—O quizá está tan libre que ha pasado todos estos días a cualquiera de las muchas horas en que no estaba yo. Esto no tiene sentido, he estado allí cada vez una hora.

—Lo sé, y te lo agradezco muchísimo, no sabes cómo. Pero sólo una vez más, por favor, para probar en fin de semana. Si no, lo dejamos. —Pero es que aunque aparezca. ¿Qué vas a sacar en limpio de que yo lo vea? ¿Que te lo describa? Yo no soy un escritor. Y cómo voy a saber yo si te gustaría. Además te podría mentir, y decirte que es guapo si es feo, o feo si guapo, qué más te da. No vas a mandarle o dejar de mandarle lo que te pide por eso, en función de la pinta que yo te cuente que tiene. ¿Qué harás si te digo que es monstruoso, o con aspecto patibulario? Dará lo mismo. A lo mejor te lo digo en todo caso, para que no le mandes nada ni tengas más trato. No hubo respuesta de Berta a mis últimas frases, supongo que no quería averiguar por qué yo prefería que no tuviera más trato, o más bien lo sabía y le aburría escucharlo.

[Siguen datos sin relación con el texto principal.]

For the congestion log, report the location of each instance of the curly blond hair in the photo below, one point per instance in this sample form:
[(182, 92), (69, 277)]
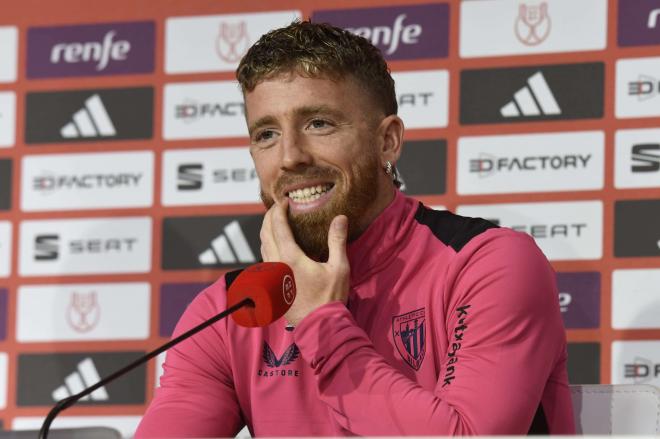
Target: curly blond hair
[(319, 50)]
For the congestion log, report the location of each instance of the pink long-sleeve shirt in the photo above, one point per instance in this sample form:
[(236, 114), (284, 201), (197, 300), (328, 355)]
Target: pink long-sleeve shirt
[(452, 327)]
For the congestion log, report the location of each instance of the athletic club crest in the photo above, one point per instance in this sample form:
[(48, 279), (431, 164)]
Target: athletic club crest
[(409, 331)]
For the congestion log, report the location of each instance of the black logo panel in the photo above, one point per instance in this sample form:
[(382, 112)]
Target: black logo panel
[(89, 115), (523, 94), (422, 167), (211, 242), (637, 228), (44, 379)]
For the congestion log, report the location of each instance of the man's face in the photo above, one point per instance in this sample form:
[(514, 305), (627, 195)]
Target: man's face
[(314, 143)]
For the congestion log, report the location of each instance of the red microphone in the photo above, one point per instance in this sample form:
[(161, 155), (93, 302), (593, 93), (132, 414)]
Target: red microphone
[(270, 286)]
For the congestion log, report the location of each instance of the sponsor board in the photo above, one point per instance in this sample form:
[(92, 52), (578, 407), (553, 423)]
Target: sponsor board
[(531, 163), (174, 299), (638, 22), (637, 158), (91, 49), (44, 379), (400, 32), (89, 115), (423, 98), (209, 176), (7, 119), (216, 43), (512, 27), (125, 425), (636, 228), (533, 93), (211, 242), (8, 53), (201, 110), (583, 363), (579, 299), (563, 230), (79, 312), (4, 313), (636, 299), (422, 167), (87, 181), (4, 362), (5, 184), (636, 362), (85, 246), (638, 87), (5, 248)]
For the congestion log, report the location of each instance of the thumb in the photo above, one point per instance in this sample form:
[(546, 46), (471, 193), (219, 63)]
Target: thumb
[(337, 236)]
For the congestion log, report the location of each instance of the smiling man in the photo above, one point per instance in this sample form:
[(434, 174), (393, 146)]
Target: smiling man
[(408, 321)]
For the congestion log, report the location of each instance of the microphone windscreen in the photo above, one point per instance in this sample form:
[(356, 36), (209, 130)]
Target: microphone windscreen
[(272, 288)]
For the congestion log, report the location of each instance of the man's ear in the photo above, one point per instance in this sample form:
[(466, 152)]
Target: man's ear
[(390, 132)]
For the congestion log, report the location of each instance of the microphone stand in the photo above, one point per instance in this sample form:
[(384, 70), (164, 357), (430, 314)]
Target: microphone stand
[(71, 400)]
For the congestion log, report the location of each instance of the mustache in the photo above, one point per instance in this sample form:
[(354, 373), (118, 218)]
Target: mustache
[(290, 178)]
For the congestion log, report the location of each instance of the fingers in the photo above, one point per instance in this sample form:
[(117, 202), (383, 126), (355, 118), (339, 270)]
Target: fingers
[(337, 236)]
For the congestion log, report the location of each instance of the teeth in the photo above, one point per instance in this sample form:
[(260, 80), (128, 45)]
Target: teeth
[(309, 194)]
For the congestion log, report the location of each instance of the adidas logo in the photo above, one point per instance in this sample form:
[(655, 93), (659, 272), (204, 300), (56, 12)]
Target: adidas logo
[(535, 99), (228, 248), (85, 376), (90, 121)]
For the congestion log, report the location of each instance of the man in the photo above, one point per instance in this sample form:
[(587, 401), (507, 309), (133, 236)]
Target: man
[(408, 321)]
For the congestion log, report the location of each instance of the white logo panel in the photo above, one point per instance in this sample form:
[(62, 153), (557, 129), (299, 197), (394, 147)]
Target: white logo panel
[(216, 43), (7, 119), (8, 53), (637, 161), (202, 110), (209, 176), (530, 163), (638, 87), (513, 27), (5, 248), (125, 425), (87, 181), (563, 230), (85, 246), (78, 312), (636, 299), (636, 362), (423, 98), (3, 379)]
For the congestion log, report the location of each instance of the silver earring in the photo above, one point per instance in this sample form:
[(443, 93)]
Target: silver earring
[(388, 167)]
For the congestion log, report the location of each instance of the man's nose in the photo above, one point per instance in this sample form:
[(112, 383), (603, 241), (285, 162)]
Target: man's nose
[(294, 152)]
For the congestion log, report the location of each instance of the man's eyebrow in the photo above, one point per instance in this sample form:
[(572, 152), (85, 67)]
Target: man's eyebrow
[(300, 112), (266, 120)]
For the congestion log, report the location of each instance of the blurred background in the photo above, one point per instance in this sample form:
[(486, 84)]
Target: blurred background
[(126, 185)]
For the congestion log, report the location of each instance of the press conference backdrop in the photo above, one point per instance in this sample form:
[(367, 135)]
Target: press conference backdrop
[(126, 185)]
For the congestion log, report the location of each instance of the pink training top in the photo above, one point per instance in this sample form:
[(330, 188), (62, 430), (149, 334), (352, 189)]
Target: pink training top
[(452, 327)]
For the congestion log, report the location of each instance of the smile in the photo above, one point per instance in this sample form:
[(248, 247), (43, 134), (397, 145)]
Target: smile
[(309, 194)]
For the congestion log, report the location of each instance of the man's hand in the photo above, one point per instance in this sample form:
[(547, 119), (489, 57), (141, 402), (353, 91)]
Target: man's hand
[(316, 283)]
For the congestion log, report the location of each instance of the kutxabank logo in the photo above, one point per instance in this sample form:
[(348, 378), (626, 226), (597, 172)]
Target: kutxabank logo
[(46, 378), (520, 94), (210, 242), (400, 32), (89, 115), (91, 49)]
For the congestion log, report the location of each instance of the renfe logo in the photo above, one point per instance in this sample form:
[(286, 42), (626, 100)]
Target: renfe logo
[(639, 23), (100, 49), (403, 32)]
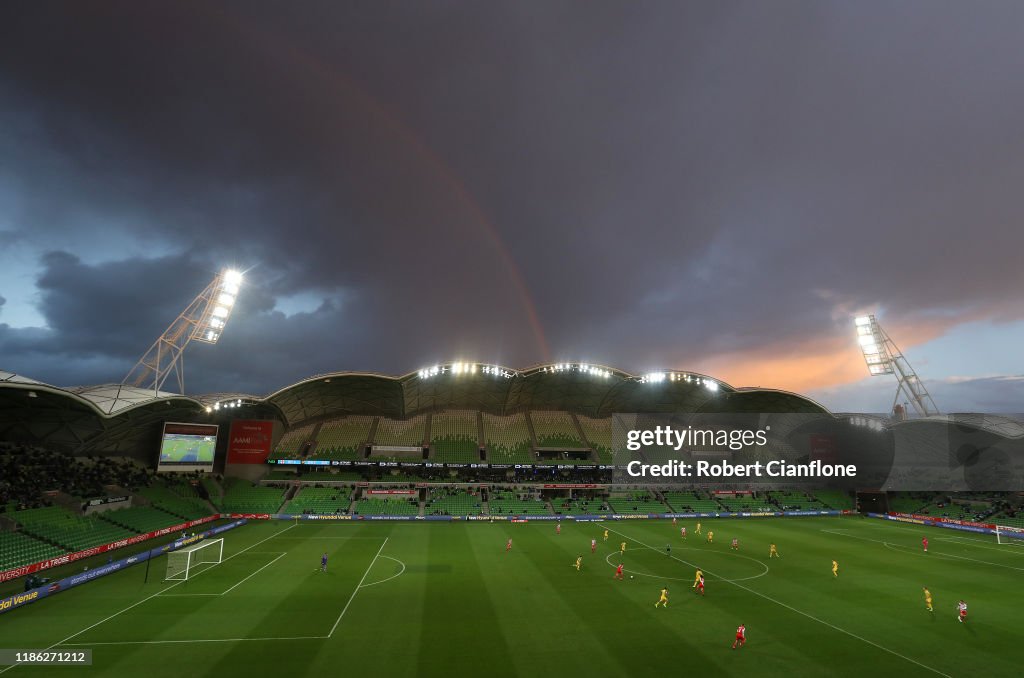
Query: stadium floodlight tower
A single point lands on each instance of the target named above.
(204, 320)
(884, 357)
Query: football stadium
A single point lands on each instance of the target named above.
(431, 522)
(505, 339)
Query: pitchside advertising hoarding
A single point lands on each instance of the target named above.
(250, 441)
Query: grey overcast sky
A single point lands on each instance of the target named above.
(716, 186)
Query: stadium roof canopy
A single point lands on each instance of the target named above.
(110, 417)
(584, 389)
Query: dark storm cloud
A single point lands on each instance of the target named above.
(672, 181)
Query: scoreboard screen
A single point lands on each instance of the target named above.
(187, 447)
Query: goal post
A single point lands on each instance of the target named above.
(183, 562)
(1010, 535)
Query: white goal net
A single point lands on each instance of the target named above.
(1010, 535)
(185, 562)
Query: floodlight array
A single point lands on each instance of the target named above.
(579, 367)
(221, 297)
(660, 377)
(223, 405)
(872, 345)
(868, 422)
(464, 369)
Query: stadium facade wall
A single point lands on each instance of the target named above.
(22, 599)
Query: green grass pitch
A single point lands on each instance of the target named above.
(446, 599)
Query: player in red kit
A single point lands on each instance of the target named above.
(740, 636)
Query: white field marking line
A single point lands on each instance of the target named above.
(683, 579)
(187, 595)
(345, 539)
(356, 589)
(201, 640)
(810, 617)
(913, 549)
(255, 573)
(399, 574)
(981, 544)
(135, 604)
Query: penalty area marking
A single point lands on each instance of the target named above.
(607, 559)
(398, 574)
(911, 550)
(135, 604)
(184, 595)
(356, 590)
(803, 613)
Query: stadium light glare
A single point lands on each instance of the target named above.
(883, 356)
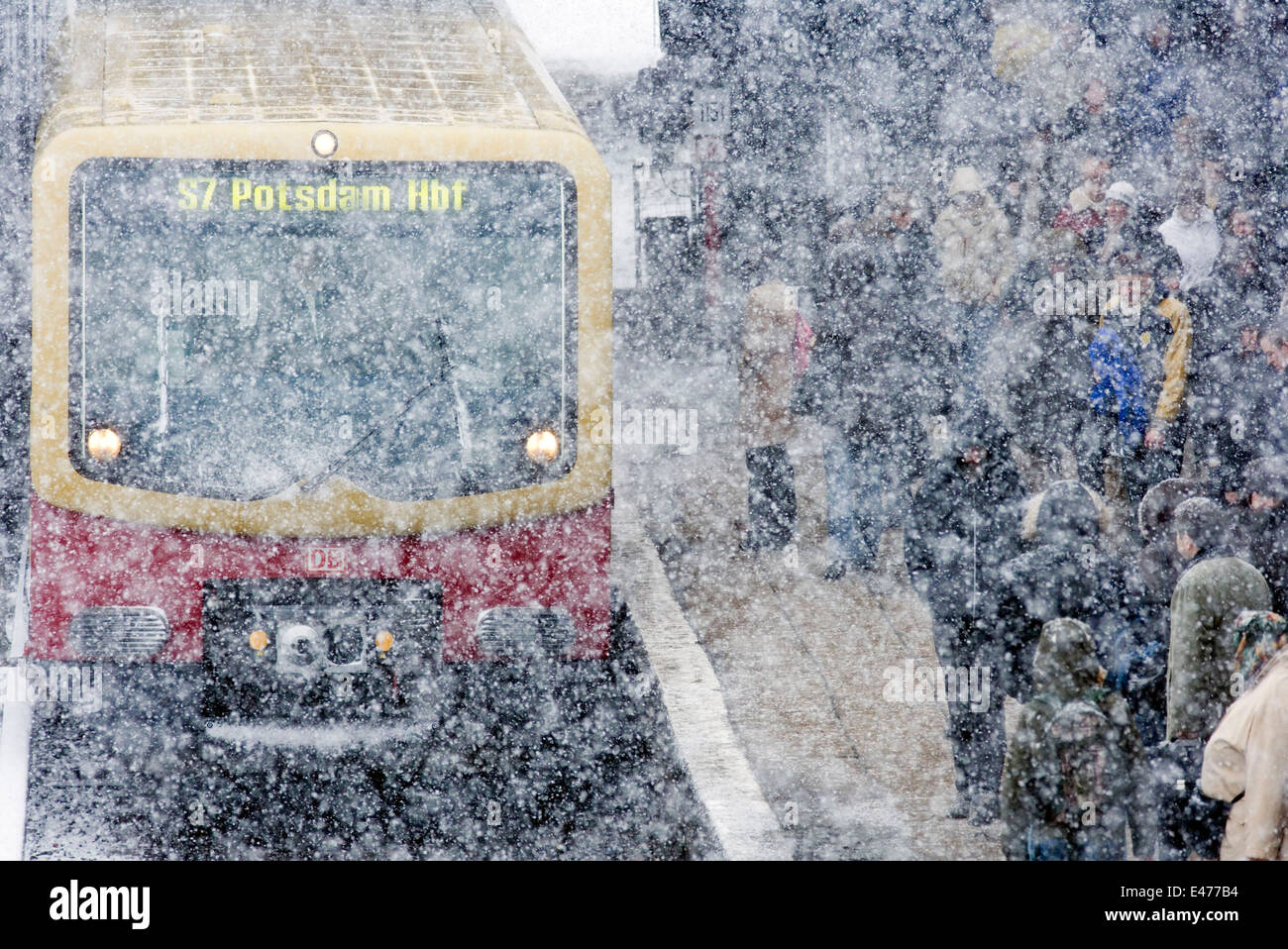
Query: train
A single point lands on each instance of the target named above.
(321, 325)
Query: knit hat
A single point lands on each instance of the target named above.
(1124, 193)
(1257, 636)
(965, 179)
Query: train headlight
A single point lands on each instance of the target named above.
(542, 446)
(103, 445)
(325, 143)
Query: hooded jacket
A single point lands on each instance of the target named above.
(1065, 670)
(1117, 385)
(977, 257)
(1206, 604)
(1247, 759)
(1197, 244)
(1065, 575)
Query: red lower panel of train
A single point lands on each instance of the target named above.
(81, 562)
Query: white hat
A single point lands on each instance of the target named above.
(1122, 192)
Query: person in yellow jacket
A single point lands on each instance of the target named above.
(1162, 335)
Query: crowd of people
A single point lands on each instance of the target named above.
(1072, 366)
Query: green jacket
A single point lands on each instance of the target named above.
(1034, 805)
(1206, 602)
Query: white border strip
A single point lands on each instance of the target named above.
(743, 821)
(16, 735)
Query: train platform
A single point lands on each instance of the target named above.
(850, 767)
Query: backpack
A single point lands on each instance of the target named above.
(1082, 754)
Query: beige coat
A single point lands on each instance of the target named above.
(765, 377)
(1248, 755)
(977, 256)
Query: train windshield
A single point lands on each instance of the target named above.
(245, 330)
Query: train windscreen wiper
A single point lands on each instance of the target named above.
(316, 480)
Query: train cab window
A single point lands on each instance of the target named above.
(253, 329)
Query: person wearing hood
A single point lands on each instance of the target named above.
(962, 528)
(1215, 588)
(1138, 661)
(1076, 773)
(977, 258)
(1245, 761)
(1193, 233)
(1067, 574)
(1119, 233)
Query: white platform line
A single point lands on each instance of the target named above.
(741, 816)
(16, 735)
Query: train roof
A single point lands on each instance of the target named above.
(426, 62)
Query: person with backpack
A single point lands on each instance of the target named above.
(962, 528)
(1076, 774)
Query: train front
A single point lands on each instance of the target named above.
(312, 415)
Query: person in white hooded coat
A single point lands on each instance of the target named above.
(1193, 233)
(977, 258)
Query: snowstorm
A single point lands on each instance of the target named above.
(644, 430)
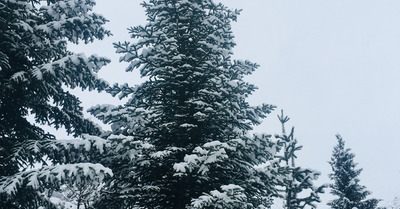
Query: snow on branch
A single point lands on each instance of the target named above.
(54, 176)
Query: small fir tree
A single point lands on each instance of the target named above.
(299, 189)
(182, 140)
(350, 194)
(35, 66)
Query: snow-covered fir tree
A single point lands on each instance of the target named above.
(299, 189)
(35, 66)
(349, 193)
(182, 140)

—No lo sé, aún no sé cómo reaccionaré a lo que tú me digas. Pero necesito saber algo más, no soporto que este tío me haya visto la cara, en mi casa, y no haberle visto yo la suya, ni que se la haya visto nadie, tú, quiero decir, la arena visible qué tipo mis astuto. Una vez que tú lo hayas visto decidiré. No sé aún qué, pero decidiré entonces. Iría yo, pero me reconocería, y entonces seguro que ya no querría saber nada. Para entonces yo habría dado dinero por no saber nada. A la mañana siguiente, el sábado de mi quinta semana de estancia (era octubre), me fui con el New York Times gigantesco hasta Kenmore Station dispuesto a esperar de nuevo durante una hora, o quizá más tiempo: quien espera, aunque lo haga a desgana, acaba queriendo agotar al máximo sus posibilidades, o esperar envicia. Me aposté, como había hecho el martes y el jueves, junto a una columna que me servía de apoyo y disimulo del cuerpo o para descansar un pie de vez en cuando (flexionando la pierna como para cocear), y empecé a leer el periódico detenidamente, no tanto como para no advertir la presencia de cada individuo que se llegaba hasta su apartado y lo abría con morosidad o impaciencia y volvía a cerrarlo con satisfacción o contenida furia. Por ser sábado había menos gente, y los pasos sonaban menos pudorosos o más individualizados sobre el suelo de mármol, por lo que no tenía más que levantar la vista cada vez que aparecía algún usufructuario de los P.O. Boxes.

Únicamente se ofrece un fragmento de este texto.